I've been an infrequent mumsnetter for years but always find the advice on here really helpful.
My mum has always been quite tricky to deal with. She had me at 20 and she and my dad got married while she was pregnent, although this had never been mentioned ( did the maths aged 10!).
I don't have many warm memories of childhood - my first memory is of being told off for playing with the child next door when i was forbidden as mum had fallen out with the childs mother. Mum often seemed angry and easily upset. We were often walking on eggshells around her.
She was (and still is ) horrrible to my dad - speaks to him rudely, criticises him. They have never seemed to really like each other - no affection towards each other. She doesn't have any friends and any new friends she gets she soon falls out with,
As a teenager I did not confide in her or talk to her about any problems growing up as i didn't trust her or value her opinion. She was either overbearing with her advice or disengaged. She was quite critical, rarely praised. She took offence if you did not take her advice. If I confided in her, I would be fearful of it being thrown back in my face, which it often did. I realise now that she was depressed for most of my childhood, ESP my teenage years.
At the same time, she had a difficult relationship with her own family and ended up cutting off her brother and sister about 20 years ago. At a similar time, the brother and sister cut off their mother. I don't know why exactly but there had been mistrust between them all for years which culminated in a falling out about inheritance. She hates them quite openly. Says her brother bullied her as a child. Wished her mother dead to my face several times. I know she feels that she was a victims of their bad behaviour, that her mother didn't protect her from bullying brother.
During my twenties I had a distant but ok relationship with her. She left my dad, twice, both times by leaving without telling us where she was going. Both times she had bought a house and moved into it without telling anybody. The second time she bought the house with a man. I saw her occasionally and made it clear ( i think) that i unsderstood why she left but did not agree with the way she had done it. I never had a go at her about anything she had done. I woudn't dare plus I could see it was the behaviour of a damaged person.
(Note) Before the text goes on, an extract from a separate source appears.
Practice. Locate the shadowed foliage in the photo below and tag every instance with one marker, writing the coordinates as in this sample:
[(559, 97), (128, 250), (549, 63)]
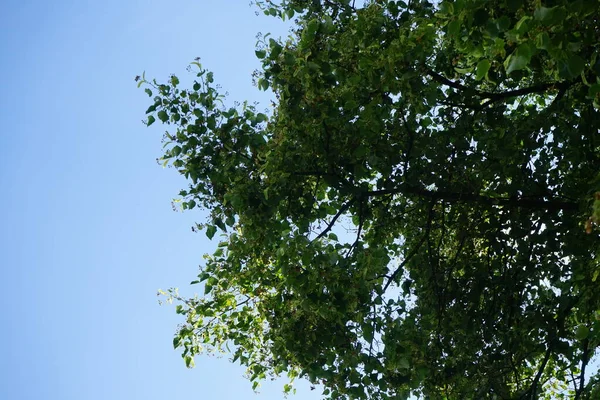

I got engaged in 1999 and at the same time her relationship with the other man ended and my dad took her back. I was very upset about them getting back together as they had never got on and had by this time been sparated for 7 years. But they did and I have had one conversation with each of them about it - both claim at they only got back because the other cannot cope financially without them and it is for this reason alone.
I got married to a lovely DH and we have 3 children and for the last 10 years my mum has been a brilliant grandmother. It has brought out the best in her. I still limit what I say to her but the children and our mutual interests such as books and gardening have provided enough fodder for an acceptable relationship.She seems to have occasional depressive episodes still but they are blips rather than long episodes.
However, she has recently fallen out with yet another friend due to alleged bullying. It has triggered a new depressive episode which seems to be worse. I have advised her to have some counselling as I feel that the bullying she says she experienced as a child has scarred her. She thinks everyone is going to treat her the same way. She accepts this is a pattern but also thinks she is right to look for bullying tendencies in people and challenge them about them. She is paranoid I think and at the stage of depression where she is blaming everyone's else for her unhappiness. She came to see me before Xmas saying she was on beta blockers as the stress of living its my dad was unbearable. She can't sleep.
I have always felt quite sorry for my mum and have excused her behaviour because of her upbringing. But since this latest episode i don't really like my mum. I think she's now reaping what she has sowed. She recognises some of her behaviour but not the effect it has on other people. She always looks for people's faults but does not shine e same harsh light on herself. She has started criticising her GC (who adore her) with a comment on boxing day to my db's girlfriend ' grandaughter is a bit cheeky and does't look you in the eye but is not a bad kid really. ' is this a bad thing to say or am I overreacting?
So sorry for long post. Very cathartic!